I am listening to The War of Art on repeat today, which is one of the many personal hacks I use to stay motivated and somewhat on-task.  In this succinct book, Stephen Pressfield (of The Legend of Bagger Vance fame) talks about the chasm between being an amateur creative and a professional, whether paid or not.

According to Pressfield, one of the key paradigm shifts in becoming a professional is in how they view their art or calling. The amateur, he argues, is overly concerned in the mystic aspect of creation, whereas the professional subordinates the mystic in order to focus on craft.

This sentiment is one of the many reasons I am obsessed with this book.  I always thought my respect for the subconscious or philosophical reasons for creating was a professional attitude to cultivate, yet I have literally hundreds of decent ideas that have gone no further than their initial brainstorming session.  Had I been brave enough in the last seven years to focus on the technique, despite the requisite setbacks and failures, I would be a lot more satisfied with my artistic journey.
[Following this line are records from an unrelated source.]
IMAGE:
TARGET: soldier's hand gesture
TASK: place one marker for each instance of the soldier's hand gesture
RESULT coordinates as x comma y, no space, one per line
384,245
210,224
And in the end, what do the musings of a frustrated amateur matter in the scheme of things?  Just like no one will really care about the abuse I’ve survived until I’ve proven myself to be worthy of consideration first, what could I hope to accomplish by waxing poetic about the nature of creativity?  Who could I help?  Certainly not myself,  with my notebooks of abandoned ideas.

Like Julia Cameron talks about in The Artist’s Way (TAW), the goal is to accept that there will be a gap between what I see in my head and it’s execution, then embrace this ugly period, however long it may be, until I improve.  Pressfield’s advice is to sit down to do the work, which will provide the setting for inspiration to set in.  It is tempting, and a little too convenient, to use my grabby toddler as the justification for not pulling out my paints.  But my life’s purpose is to succeed no matter what, in the face of every hurdle and every bit of internal resistance.  To me, this is the true meaning of integrity and the true test of my character.

The fear is real and overwhelming.  I’m schooled enough in art to give an honest self-critique, and I have an uphill battle to regain my eye for draftsmanship and a command of my materials.  I’ve accepted, at least intellectually, that I may fill several sketchbooks with embarrassing work.  The problem is persevering anyway, since I have a strong aversion to doing things poorly or wasting time or materials.  I’ve read enough self-help books to label this as scarcity thinking and fear of failure, but this insight rarely translates to action.

What I believe about craft is this:  Those who excel at some craft have displayed incredible humility and bravery to do so.  Those striving to perfect their craft, though “only entitled to their labor, and not necessarily the fruits of it” are claiming control of this aspect of their life.  The good thing about focusing on technique is that it can be improved in specific, actionable ways.  This self-mastery is ours and ours alone, and cannot be taken from us except through grave illness.  It is one of the few things that is entirely within our control.  Maybe a fear of success, and the responsibilities that come with it, is the driving force behind my perpetual procrastination.